The thin Santa Claus seemed provoked.
“Now, look here!” he said. “You may think this is funny, but it isn’t. I have got to catch that chicken thief or I’ll lose my job, and I can’t catch him unless I have some clues to catch him with. Now, didn’t you have some chickens stolen last night?”
“Chickens?” asked Mrs. Gratz. “No, I didn’t have chickens stolen. Such toober-chlosis bugs eat them. With fedders, too. And bones. Right off the hoofs, ain’t it a pity?”
It may have been a blush of shame, but it was more like a flush of anger, that overspread the face of the thin Santa Claus. He stared hard at the placid German face of Mrs. Gratz, and decided she was too stupid to mean it—that she was not teasing him.
“You don’t catch on,” he said. “You see, there ain’t any such things as toober-chlosis bugs. I just made that up as a sort of detective disguise. Them chickens wasn’t eat by no bugs at all—they was stole. See? A chicken thief come right into the coop and stole them. Do you think any kind of a bug could pry off a padlock?”

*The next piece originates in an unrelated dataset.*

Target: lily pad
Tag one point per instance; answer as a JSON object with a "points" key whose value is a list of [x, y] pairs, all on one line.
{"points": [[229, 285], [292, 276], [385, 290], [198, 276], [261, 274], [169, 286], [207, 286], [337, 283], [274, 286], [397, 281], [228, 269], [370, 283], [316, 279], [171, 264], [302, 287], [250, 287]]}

Mrs. Gratz seemed to let this sink into her mind and to revolve there, and get to feeling at home, before she answered.
“No,” she said at length, “I guess not. But Santy Claus could do it. Such a big, fat man. Sure he could do it.”
“Why, you—” began the thin man crossly, and then changed his tone. “There ain’t no such thing as Santy Claus,” he said as one might speak to a child—but even a chicken thief would not tell a child such a thing, I hope.
“No?” queried Mrs. Gratz sadly. “No Santy Claus? And I was scared of it, myself, with such toober-chlosis bugs around. He should not to have gone into such a chicken coop with so many bugs busting up all over. He had a right to have fumigated himself, once. And now he ain’t. He’s all eat up, on the hoof, bones, and feet and all. And such a kind man, too.”
The thin Santa Claus frowned. He had half an idea that Mrs. Gratz was fooling with him, and when he spoke it was crisply.
“Now, see here,” he said, “last night somebody broke into your chicken coop and stole all your chickens. I know that. And he’s been stealing chickens all around this town, and all around this part of the country, too, and I know that. And this stealing has got to stop. I’ve got to catch that thief. And to catch him I’ve got to have a clue. A clue is something he has left around, or dropped, where he was stealing. Now, did that chicken thief drop any clues in your chicken yard? That’s what I want to know—did he drop any clues?”
“Mebby, if he dropped some cloos, those toober-chlosis bugs eat them up,” suggested Mrs. Gratz. “They eats bones and fedders; mebby they eats cloos, too.”
“Now, ain’t that smart?” sneered the thin Santa Claus. “Don’t you think you’re funny? But I’ll tell you the clue I’m looking for. Did that thief drop a pocketbook, or anything like that?”